# Canon 1dx vs Nikon d810



## IsaacImage (Aug 12, 2014)

Hello dear friends 
I'm shooting people mostly and was very interested in this comparison, 
So for those who is also interested here we go 

Canon 1dx + 85L at 1.8 on the left
and 
Nikon D810 + 85G 1.8 at 1.8 on the right 

I didn't use 1.4 Nikon version as in my opinion 1.8 much sharper at 1.8 and the rest apertures.
So enjoy.

In other hand love the sound and the filling of the d810 shutter it's just incredibly quiet.
and the weight of the Nikon combo much lighter 

But screw the weight and sound if 1dx giving me those results


----------



## Click (Aug 13, 2014)

Is it me, or the focus doesn't seem to be exactly on the eye with the D810?


----------



## IsaacImage (Aug 13, 2014)

Click said:


> Is it me, or the focus doesn't seem to be exactly on the eye with the D810?



It's not you 
it looks a bit off to my eye to , more like back focusing a bit, but sharpness on 1dx is way better.


----------



## Click (Aug 13, 2014)

IsaacImage said:


> ...but sharpness on 1dx is way better.



I totally agree with you


----------



## BL (Aug 13, 2014)

IsaacImage said:


> ...but sharpness on 1dx is way better.



could it just be that the 85L is sharper than the 85G? These types of comparisons are difficult to evaluate since it's not just the camera body under scrutiny here. The 85G looks like it hasn't been AFMA'd or something. If you look at the eyebrows on the 85G, they are sharp but OOF on the 85L.

I've never shot with the 85G let alone a modern Nikon, but my 85L is on par with your results.


----------



## Halfrack (Aug 13, 2014)

Focus is off, based on my eye and comparing the two iris details - the 1Dx is spot on and sharp, while the D810 gets muddy. Unless you strap your subject to a backboard and shoot from a tripod, reproducing the shots can be 'fun'.


----------



## privatebydesign (Aug 13, 2014)

To compare sharpness you have to normalise to the same size, you can't look at the same 100% enlargement as the Nikon will be enlarged much more.

Reduce the Nikon to the same size as the Canon and then compare sharpness, this is comparing 101.


----------



## raptor3x (Aug 13, 2014)

Focus is definitely off on the D810, look at the eyebrow.


----------



## helpful (Aug 13, 2014)

The experiment is flawed, and the photo shown has nothing whatsoever to do with the vague concept of "the D810's sharpness."
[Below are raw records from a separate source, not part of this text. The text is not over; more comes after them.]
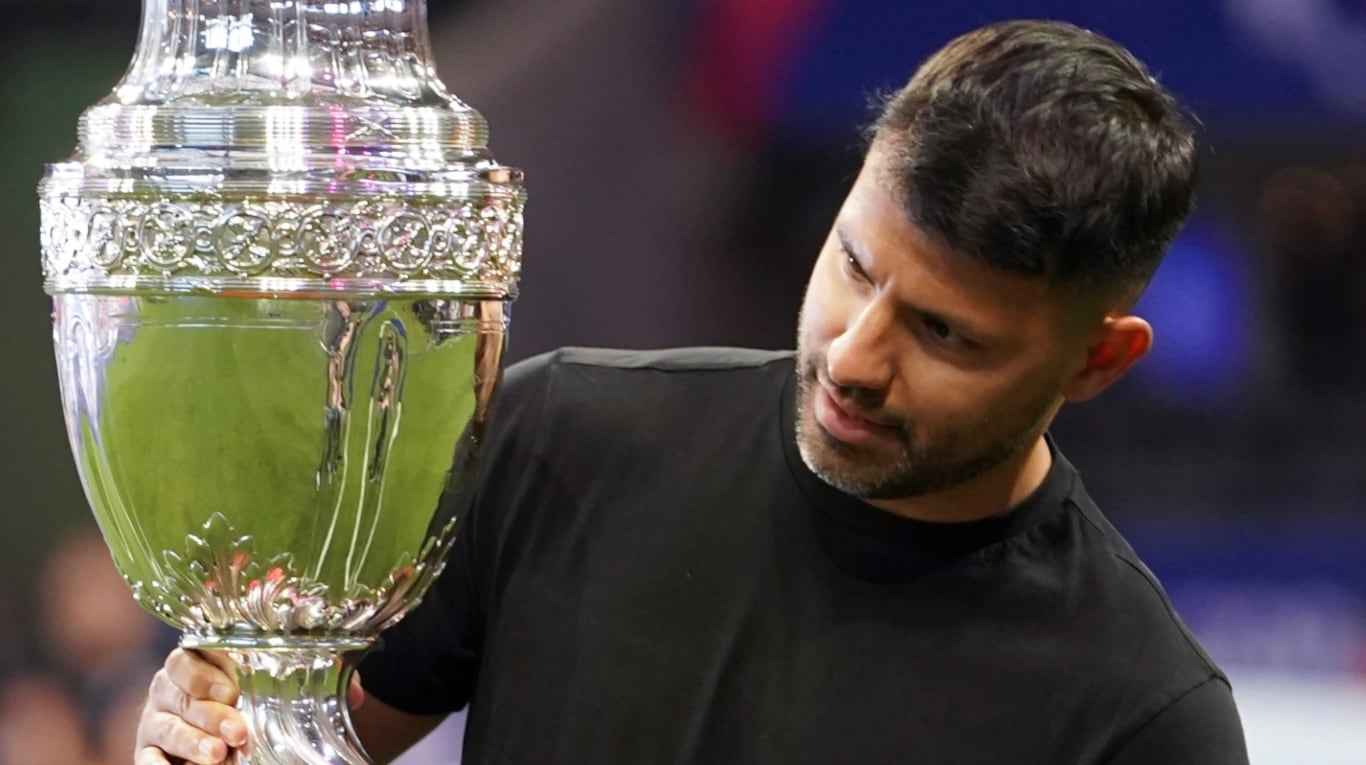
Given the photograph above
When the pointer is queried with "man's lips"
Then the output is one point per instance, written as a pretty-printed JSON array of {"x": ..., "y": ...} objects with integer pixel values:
[{"x": 848, "y": 424}]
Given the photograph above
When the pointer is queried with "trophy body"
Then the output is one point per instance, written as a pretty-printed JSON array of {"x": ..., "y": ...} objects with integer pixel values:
[{"x": 280, "y": 264}]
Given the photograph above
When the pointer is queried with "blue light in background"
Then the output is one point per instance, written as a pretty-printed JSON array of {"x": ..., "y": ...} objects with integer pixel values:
[{"x": 1200, "y": 303}]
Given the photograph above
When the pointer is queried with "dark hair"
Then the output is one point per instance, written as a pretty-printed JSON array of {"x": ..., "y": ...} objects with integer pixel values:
[{"x": 1044, "y": 149}]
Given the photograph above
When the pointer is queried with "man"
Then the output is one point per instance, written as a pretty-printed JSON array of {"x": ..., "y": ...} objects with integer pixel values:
[{"x": 870, "y": 552}]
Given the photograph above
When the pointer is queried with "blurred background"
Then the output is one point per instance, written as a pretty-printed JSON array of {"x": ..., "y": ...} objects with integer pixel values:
[{"x": 685, "y": 159}]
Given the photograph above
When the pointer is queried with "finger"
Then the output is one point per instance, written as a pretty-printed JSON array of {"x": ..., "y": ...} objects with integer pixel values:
[
  {"x": 200, "y": 678},
  {"x": 176, "y": 738},
  {"x": 355, "y": 694},
  {"x": 150, "y": 756},
  {"x": 208, "y": 716}
]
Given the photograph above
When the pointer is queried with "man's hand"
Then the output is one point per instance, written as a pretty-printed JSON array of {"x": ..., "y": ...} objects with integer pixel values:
[{"x": 190, "y": 715}]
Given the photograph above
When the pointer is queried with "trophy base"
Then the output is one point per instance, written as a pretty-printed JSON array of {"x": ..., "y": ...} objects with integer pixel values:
[{"x": 294, "y": 698}]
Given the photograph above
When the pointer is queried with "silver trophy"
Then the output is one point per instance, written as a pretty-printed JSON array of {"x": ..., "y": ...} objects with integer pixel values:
[{"x": 280, "y": 262}]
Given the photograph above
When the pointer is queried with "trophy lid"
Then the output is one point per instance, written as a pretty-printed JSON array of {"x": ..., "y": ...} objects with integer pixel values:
[{"x": 283, "y": 148}]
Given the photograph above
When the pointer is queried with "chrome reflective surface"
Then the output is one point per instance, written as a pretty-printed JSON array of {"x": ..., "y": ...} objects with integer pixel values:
[{"x": 282, "y": 260}]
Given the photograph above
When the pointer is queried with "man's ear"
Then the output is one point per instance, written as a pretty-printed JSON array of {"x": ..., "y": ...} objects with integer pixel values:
[{"x": 1120, "y": 342}]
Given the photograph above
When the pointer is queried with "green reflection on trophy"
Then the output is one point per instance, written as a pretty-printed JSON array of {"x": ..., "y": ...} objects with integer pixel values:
[{"x": 280, "y": 264}]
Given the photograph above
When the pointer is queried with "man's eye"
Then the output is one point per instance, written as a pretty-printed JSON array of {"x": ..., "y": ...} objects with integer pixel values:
[
  {"x": 943, "y": 334},
  {"x": 853, "y": 265},
  {"x": 939, "y": 329}
]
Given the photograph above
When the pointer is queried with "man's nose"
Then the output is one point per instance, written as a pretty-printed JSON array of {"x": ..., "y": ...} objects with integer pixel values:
[{"x": 861, "y": 357}]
The sharpness in the picture is clearly limited by just about every other possible photographic factor other than the D810, so the D810's "sharpness" (whatever that means) is not even being measured here.

Besides, I happen to have a D810, so how is it that my "D810 sharpness" looks different?

(Note: this is definitely not the sharpest example from my D810. It is also flawed and limited by photographic factors other than the "D810's sharpness.")


----------



## 9VIII (Aug 13, 2014)

The D810 is obviously many times superior based of the texture on the forehead...


----------



## jrista (Aug 13, 2014)

privatebydesign said:


> To compare sharpness you have to normalise to the same size, you can't look at the same 100% enlargement as the Nikon will be enlarged much more.
> 
> Reduce the Nikon to the same size as the Canon and then compare sharpness, this is comparing 101.



Agreed, however, the eyebrow is definitely sharp in the D810 shot, where as the eye is just slightly out of focus. That's a misfocus, if you ask me. Even if it sharpens up when downsampled, the eye was the focus target, not the eyebrow.


----------



## jrista (Aug 13, 2014)

helpful said:


> The experiment is flawed, and the photo shown has nothing whatsoever to do with the vague concept of "the D810's sharpness."
> 
> The sharpness in the picture is clearly limited by just about every other possible photographic factor other than the D810, so the D810's "sharpness" (whatever that means) is not even being measured here.
> 
> ...



The difference is your sharpness is partly due to having a very deep DOF, where as the example from the OP is sharpness within a very narrow DOF. The eyebrow is definitely sharp, it's just that the eyebrow wasn't the thing that should have been the focal point of focus.


----------



## nda (Aug 13, 2014)

...also is it just me or does the Nikon have a green tinge ???


----------



## jrista (Aug 13, 2014)

nda said:


> ...also is it just me or does the Nikon have a green tinge ???



I don't know that it's green...but the skin does look pasty white, instead of the lively pink as in the 1D X image.


----------



## psolberg (Aug 19, 2014)

I could not think of a more uneven comparison...but thanks?


----------



## AcutancePhotography (Aug 19, 2014)

psolberg said:


> I could not think of a more uneven comparison...but thanks?



I would agree.


----------



## bowtiez (Aug 26, 2014)

Care to repeat the comparison with better technique?


----------